The Castle of Querceto
The Castle of Querceto has always had a strategic importance since the Middle Ages. Conquered by Volterra’s bishops in 1186, it voluntarily became part of the Volterra municipality on the 20th August 1252 by its people’s will. In 1447 the castle was purchased by Alfonso of Aragon’s troops, who completely destroyed Querceto’s houses, leaving only the castle intact. After thirty years of decay, it was finally in 1472 that the Castle of Querceto was conquered by Florence and became part of the Valdicecina Administration. Besides the castle, the houses around it and the church of St.

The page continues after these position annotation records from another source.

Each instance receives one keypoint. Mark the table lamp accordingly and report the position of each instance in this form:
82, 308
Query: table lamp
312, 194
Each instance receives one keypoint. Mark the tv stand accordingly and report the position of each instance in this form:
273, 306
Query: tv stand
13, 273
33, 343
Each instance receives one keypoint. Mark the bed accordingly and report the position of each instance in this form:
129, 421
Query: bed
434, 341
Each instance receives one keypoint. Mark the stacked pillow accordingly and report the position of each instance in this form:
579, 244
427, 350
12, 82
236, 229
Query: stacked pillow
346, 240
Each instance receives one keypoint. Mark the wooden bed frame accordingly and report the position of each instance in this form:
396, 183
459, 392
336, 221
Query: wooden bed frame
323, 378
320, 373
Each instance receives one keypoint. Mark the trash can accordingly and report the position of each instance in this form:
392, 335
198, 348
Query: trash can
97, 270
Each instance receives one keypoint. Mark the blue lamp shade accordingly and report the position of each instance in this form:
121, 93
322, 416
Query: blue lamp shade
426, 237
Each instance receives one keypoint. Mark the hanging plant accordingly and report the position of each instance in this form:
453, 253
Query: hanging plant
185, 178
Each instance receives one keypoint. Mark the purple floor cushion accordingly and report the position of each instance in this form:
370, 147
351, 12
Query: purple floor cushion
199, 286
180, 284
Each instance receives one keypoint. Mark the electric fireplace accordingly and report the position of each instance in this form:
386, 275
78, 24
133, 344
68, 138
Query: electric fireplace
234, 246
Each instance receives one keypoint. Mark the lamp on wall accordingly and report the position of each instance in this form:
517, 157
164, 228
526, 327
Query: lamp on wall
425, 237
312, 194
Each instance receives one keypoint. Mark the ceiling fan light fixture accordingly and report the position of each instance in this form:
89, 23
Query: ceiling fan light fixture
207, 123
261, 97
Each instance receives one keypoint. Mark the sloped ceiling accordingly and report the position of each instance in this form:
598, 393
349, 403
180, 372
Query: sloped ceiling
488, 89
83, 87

John the Baptist are of great architectural interest.
Montescudaio D.O.C. wine
wine has always been one of the most important products of the local economy of Montescudaio and of the Valdicecina towns in general, as shown by the so-called Montescudaio urn (7th century A.D.) on which a wine bowl is sculpted. After World War II the production of wine in Montescudaio became increasingly important and in 1977 its wines obtained the D.O.C. denomination, one for its red wine made of Sangiovese, Trebbiano, Malvasia, Canaiolo and Colorino grape varieties and one for its white wine made of Trebbiano, Malvasia and Vermentino grape varieties. The latter can be also produced as Vinsanto, dry, medium-dry or sweet. These wines are produced in a vast area, mainly characterized by a specific microclimate (caused by the river Cecina) and by numerous vineyards spread on the hills, up to the altitude of Montecatini Val di Cecina, i.e. 450m a.s.l. In the 90s some wineries invested much in their wines’ quality and started a superior-quality production highly appreciated on the market. These wineries include Castello del Terriccio, Sorbaiano and Poggio Gagliardo.
The Etruscans’ Coast
Many are the charming towns along the coast stretching from Livorno to Piombino: Castiglioncello, Quercianella, Rosignano,Vada, Cecina, Bibbona, Marina di Castagneto, San Vincenzo, etc. Here you can find both white sand beaches (in San Vincenzo and Baratti) and darker beaches (Marina di Castagneto, Bibbona and Cecina) as well as wind-eroded cliffs overlooking the deep sea teeming with fish.